Still life photography is most impactful when lighting has been mastered in a way that turns ordinary details into art.
When working at Brian Brandt & Associates, I was lucky enough to have access to some state-of-the-art equipment, such as Sinar and Cambo cameras for large-format work and the best lighting at the time called strobe lighting.
I used the facility and this equipment after-hours to hone my use of lighting to best highlight a product’s form. I learned how to use strobe lighting to give objects a quality, smooth finish with milky highlights or to give colours extra saturation.
My skills and confidence with lighting and my work as an advertising photographer in the 80s mean I could photograph a dirty sock and have it look good!
When I started, I was actually very happy travelling around the country shooting, when an art director saw my folio of industrial still life and asked if I could apply the same technique to cosmetics.
Though I noted the stark differences, I took on the project and as with my industrial photography, I worked hard at creating precise lighting and strong compositions that allowed the object to shine. With makeup pencils, for example, I leveraged the linear linearity and I mindfully chose backgrounds that enhanced the depth of the image.
The cosmetic still life images were very well-received, resulting in more photography work in still life and advertising (and the first of my own international accounts).
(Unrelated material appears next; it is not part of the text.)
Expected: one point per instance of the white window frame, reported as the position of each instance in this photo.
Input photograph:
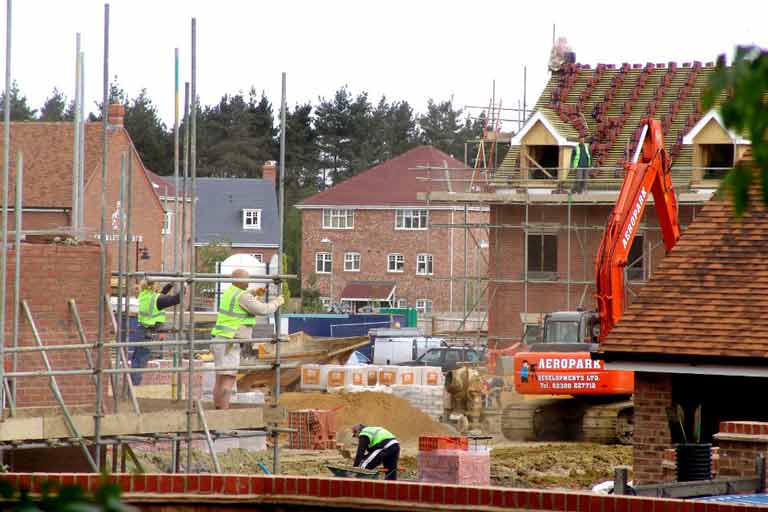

From little things, big things grow indeed!
You can create a refreshingly different point of view of a common object simply by isolating a specific shape and shooting with a macro lens. This artistic approach is what I adopt for projects like Crown Resorts’ Food and Beverage calendars. Something like an egg or strands of pasta becomes much more intriguing when the focus is on how the egg white drips or how the linguine coils and folds over itself.
On the other hand, sometimes zooming out to show the entire dish is essential, such as when shooting commercially for luxury hotels. We eat with our eyes first so the lighting needs to be mastered to showcase the textures and colours of the food. The backgrounds need to add interest and suggest opulence, without distracting from the pièce de la resistance – the food, itself!